A tanto llegó la onda de impacto nacida de la observación del ojo de la rana, que la obra de Humberto Maturana finalmente sentó las bases, de algún modo, de la tercera era de los estudios de la mente, a la que en un primer momento, como en el libro Conocer (1988) del mismo Francisco Varela, se le pone en relación con, por ejemplo, George Lakoff, o con el mismo Fernando Flores, bajo el ya mencionado nombre de “enacción””. De ahí que en ciertos círculos se hable hasta el día de hoy de la Escuela Chilena de las Ciencias Cognitivas.
Clive Thompson en un texto para The New York Times realiza una reflexión sobre el ya nombrado Norbert Wiener que bien le podría quedar a Maturana como explicación de su impacto público: “Para ser un científico verdaderamente famoso, debes tener un single exitoso.
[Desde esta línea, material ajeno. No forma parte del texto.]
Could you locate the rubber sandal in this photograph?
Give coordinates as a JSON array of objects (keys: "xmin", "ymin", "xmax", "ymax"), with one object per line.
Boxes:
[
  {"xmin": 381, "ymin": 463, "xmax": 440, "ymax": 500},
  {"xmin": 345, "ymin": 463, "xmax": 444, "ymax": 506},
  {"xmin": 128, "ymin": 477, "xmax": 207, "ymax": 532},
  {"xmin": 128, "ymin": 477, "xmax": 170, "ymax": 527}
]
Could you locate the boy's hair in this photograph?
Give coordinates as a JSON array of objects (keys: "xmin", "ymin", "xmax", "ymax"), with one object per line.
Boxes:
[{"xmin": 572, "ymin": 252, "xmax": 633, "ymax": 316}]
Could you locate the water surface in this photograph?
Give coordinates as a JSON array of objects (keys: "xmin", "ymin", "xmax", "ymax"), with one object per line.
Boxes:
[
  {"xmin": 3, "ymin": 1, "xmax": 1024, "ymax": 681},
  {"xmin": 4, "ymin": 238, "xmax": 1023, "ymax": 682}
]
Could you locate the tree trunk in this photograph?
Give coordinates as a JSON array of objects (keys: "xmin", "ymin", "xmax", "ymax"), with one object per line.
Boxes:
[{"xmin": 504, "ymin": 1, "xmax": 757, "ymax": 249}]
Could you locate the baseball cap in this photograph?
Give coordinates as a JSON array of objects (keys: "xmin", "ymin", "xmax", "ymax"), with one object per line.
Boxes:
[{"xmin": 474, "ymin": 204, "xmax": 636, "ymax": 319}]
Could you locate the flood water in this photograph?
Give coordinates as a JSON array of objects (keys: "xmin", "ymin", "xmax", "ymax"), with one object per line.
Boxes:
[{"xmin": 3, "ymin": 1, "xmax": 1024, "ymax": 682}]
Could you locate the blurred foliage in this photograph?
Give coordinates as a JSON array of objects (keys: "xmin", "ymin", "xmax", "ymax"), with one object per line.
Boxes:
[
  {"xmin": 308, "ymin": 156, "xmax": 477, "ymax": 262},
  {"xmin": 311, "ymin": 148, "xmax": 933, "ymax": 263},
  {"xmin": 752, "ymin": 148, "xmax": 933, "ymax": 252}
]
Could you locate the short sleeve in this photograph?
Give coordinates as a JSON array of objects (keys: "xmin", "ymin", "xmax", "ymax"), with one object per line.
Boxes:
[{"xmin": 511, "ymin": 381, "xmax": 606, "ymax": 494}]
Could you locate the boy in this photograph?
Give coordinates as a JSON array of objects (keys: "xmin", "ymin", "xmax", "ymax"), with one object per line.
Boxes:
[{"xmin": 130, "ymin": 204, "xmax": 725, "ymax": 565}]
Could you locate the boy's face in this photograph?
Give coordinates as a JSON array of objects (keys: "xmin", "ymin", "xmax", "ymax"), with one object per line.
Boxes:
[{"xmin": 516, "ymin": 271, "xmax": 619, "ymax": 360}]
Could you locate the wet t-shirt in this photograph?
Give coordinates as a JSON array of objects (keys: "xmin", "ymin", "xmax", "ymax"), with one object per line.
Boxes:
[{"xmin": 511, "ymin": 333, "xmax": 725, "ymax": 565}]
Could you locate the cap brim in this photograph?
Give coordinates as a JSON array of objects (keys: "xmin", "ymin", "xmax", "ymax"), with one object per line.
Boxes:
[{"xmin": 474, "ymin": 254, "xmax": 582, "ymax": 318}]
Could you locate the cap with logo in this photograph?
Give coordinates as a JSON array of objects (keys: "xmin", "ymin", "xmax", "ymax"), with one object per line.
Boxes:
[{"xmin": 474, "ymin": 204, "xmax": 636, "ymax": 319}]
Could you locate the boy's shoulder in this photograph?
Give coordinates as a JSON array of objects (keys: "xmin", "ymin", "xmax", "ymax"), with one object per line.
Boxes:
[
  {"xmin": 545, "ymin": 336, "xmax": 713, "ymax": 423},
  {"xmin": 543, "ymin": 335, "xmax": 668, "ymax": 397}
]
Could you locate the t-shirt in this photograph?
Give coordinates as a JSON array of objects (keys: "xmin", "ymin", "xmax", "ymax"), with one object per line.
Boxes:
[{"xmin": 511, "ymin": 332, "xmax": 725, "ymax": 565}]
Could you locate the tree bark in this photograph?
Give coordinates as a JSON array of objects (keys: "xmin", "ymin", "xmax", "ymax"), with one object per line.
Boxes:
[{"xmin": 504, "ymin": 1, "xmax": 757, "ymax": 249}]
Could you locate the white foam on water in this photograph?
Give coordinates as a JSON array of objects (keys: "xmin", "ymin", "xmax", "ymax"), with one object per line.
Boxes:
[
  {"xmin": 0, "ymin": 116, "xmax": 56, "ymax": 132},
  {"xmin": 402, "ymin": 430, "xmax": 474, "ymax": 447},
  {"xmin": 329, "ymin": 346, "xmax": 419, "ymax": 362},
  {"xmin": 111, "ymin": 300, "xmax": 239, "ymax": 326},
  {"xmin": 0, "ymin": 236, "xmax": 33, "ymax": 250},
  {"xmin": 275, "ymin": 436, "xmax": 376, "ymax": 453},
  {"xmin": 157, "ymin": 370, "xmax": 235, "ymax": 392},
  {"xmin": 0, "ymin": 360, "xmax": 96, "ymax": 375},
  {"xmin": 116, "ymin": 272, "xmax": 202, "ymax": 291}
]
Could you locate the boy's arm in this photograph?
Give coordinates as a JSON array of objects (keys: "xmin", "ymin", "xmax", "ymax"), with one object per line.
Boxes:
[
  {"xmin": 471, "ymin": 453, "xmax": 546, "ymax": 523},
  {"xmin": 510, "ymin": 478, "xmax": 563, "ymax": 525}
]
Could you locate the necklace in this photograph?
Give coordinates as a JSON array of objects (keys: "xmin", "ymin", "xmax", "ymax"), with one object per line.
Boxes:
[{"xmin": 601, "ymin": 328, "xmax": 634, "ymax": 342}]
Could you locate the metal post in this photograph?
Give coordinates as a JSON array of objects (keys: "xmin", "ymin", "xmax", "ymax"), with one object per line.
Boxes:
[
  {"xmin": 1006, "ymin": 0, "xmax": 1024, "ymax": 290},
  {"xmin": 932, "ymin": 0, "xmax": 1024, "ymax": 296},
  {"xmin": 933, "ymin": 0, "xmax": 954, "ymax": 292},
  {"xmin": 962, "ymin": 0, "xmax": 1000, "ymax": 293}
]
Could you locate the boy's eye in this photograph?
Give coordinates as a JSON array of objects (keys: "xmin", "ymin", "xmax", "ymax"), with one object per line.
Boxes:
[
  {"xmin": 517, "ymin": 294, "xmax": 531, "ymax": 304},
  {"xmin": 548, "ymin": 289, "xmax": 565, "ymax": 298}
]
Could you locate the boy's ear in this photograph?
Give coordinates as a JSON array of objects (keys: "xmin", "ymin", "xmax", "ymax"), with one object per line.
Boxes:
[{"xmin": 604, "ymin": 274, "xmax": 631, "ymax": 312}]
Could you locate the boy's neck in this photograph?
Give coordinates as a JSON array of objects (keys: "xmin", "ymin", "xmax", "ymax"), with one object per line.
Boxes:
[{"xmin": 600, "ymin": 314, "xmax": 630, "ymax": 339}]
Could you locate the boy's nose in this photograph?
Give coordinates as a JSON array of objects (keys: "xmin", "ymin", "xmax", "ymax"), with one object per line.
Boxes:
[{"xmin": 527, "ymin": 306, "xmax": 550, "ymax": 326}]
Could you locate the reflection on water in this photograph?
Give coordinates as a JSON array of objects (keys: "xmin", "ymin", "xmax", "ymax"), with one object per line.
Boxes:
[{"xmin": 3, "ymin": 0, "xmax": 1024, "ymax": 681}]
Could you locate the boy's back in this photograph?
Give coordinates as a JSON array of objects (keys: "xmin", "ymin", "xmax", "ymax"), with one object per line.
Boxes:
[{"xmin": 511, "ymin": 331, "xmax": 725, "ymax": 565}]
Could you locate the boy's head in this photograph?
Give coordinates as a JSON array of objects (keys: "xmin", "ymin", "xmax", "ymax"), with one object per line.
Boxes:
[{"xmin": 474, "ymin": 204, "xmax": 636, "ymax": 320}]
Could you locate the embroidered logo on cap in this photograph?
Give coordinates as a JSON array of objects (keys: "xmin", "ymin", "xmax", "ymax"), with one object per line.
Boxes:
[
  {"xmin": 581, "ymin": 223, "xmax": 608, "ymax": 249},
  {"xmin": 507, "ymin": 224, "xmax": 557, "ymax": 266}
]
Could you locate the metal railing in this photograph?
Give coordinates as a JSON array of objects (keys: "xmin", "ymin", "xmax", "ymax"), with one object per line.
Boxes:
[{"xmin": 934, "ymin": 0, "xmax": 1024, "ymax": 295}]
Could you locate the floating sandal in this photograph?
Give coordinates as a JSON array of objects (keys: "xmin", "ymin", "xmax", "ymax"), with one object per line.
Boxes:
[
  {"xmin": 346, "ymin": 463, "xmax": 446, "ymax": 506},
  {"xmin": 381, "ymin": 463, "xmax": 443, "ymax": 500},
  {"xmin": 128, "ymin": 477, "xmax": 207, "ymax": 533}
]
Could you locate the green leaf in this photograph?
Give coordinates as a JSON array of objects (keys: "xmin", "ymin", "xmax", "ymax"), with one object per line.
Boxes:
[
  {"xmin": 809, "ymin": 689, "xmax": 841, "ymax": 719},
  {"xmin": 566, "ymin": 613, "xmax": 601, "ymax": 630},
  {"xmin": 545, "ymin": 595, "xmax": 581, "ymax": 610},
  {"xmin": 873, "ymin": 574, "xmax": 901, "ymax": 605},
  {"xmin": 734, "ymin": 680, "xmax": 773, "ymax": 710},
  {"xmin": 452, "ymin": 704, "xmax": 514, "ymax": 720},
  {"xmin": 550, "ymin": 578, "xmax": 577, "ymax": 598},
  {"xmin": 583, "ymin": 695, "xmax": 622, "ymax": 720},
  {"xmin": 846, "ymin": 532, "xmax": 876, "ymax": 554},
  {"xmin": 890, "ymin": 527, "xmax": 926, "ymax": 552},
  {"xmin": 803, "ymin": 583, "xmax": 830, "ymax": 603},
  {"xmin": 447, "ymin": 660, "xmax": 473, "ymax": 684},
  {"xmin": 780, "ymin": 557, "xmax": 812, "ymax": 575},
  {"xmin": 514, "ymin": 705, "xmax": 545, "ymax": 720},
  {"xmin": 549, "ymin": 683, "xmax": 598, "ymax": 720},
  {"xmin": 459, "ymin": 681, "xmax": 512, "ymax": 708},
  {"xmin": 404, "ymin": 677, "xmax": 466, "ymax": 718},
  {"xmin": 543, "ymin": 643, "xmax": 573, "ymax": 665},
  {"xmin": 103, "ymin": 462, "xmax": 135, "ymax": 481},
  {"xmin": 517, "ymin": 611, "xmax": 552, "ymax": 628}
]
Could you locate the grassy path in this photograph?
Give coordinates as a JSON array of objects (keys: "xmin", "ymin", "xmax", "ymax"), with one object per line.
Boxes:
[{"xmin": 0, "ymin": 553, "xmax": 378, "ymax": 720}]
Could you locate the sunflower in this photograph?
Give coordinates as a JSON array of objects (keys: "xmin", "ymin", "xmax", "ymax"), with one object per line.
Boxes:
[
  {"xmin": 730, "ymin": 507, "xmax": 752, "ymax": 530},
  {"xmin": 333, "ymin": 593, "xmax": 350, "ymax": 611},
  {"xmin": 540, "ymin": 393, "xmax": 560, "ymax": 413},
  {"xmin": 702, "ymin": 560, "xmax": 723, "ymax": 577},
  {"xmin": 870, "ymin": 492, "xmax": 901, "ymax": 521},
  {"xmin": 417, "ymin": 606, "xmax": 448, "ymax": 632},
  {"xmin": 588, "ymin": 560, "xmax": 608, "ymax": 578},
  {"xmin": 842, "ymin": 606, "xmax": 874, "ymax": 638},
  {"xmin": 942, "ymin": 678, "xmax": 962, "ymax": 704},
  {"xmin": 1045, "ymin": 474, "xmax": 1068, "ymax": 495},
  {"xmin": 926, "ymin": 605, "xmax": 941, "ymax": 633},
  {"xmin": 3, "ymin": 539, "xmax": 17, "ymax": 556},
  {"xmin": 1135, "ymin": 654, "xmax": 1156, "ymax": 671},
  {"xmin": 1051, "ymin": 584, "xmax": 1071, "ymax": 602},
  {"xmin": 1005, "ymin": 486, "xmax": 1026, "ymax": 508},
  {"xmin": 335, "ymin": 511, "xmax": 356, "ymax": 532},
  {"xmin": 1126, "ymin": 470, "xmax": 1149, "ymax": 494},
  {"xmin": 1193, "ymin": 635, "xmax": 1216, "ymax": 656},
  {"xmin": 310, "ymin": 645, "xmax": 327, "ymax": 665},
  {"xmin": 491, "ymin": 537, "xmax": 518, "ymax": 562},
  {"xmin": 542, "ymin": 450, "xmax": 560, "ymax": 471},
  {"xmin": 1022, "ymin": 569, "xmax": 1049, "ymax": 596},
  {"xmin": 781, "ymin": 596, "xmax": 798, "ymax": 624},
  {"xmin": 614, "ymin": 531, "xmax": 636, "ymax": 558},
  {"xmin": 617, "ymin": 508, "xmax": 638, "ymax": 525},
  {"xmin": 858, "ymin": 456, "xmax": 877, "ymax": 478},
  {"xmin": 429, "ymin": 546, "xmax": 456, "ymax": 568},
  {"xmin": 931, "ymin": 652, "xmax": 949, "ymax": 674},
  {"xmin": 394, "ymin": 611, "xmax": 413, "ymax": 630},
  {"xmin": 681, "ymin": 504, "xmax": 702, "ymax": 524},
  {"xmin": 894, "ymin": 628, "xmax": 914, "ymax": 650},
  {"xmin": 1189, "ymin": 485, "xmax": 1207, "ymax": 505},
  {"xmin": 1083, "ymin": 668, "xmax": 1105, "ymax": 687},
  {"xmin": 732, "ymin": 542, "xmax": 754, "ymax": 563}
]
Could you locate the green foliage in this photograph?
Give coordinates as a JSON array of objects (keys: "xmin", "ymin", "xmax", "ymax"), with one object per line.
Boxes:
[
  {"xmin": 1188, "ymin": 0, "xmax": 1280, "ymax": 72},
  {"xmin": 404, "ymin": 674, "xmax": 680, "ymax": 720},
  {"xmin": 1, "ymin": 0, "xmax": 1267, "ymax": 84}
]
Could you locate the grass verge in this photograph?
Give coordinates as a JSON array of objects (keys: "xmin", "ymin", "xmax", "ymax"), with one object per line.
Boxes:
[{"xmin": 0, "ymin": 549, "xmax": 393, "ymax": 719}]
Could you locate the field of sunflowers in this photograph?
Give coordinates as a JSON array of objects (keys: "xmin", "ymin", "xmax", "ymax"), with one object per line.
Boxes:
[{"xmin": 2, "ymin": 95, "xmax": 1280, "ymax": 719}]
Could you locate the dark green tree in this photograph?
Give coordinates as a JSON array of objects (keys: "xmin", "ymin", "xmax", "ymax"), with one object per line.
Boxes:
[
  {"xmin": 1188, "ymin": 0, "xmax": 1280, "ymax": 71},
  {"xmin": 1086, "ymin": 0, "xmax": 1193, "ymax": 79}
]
Einstein tenía E = mc2. Newton tenía la manzana y la gravedad. Incluso los científicos estrellas de rock menores tienen un logro brillante por el cual son conocidos, como la teoría del átomo de Niels Bohr. Pero hay otro tipo de científico que nunca se abre camino, generalmente porque aunque su descubrimiento es revolucionario, también es enloquecedor resumirlo en una oración simple o dos. Él nunca produce un hit pegadizo. Él es más como un influencer en la trastienda: su trabajo inspira a muchos otros innovadores que absorben la idea, producen innovaciones más fácilmente comprensibles y se vuelven más famosos de lo que su mentor podría haber soñado. Encuentra un influencer, y encontrarás a un hombre profundamente amargado”.
Humberto Maturana -el, ahora ya hemos visto, fundador de la Escuela Chilena de las Ciencias Cognitivas- en realidad no fue un amargado. Aunque en realidad es “enloquecedor resumir”. sus hallazgos. A diferencia de otros de los pensadores que he mencionado, como von Bertalanffy, von Glaserferld, o el mismo Wiener, Maturana dedicó las últimas décadas de su pensamiento a tender puentes con la gran audiencia. Resultan casi innumerables sus apariciones públicas, charlas, entrevistas, en que siempre mencionaba que era un hijo del Chile del pasado, uno con más empatía y comunidad, ilustrado tanto por la educación pública escolar de aquellos lejanos días, como por su alma mater, la Universidad de Chile.
En esta última fase, quizá un poco a contrapelo, se transformó en aquel tipo de gurú intelectual del que habla Dan Sperber en The Guru Effect (2010). Además, una versión quizá también muy diluida de su modelo teórico, devino en una de las piedras angulares del coaching, vía de un lado la propia matríztica, y de otro, la deriva de esta línea de fuerza por Rafael Echeverría y su coaching ontológico.
Nada de esto nunca supo la rana de la que salió todo hace poco más de seis décadas.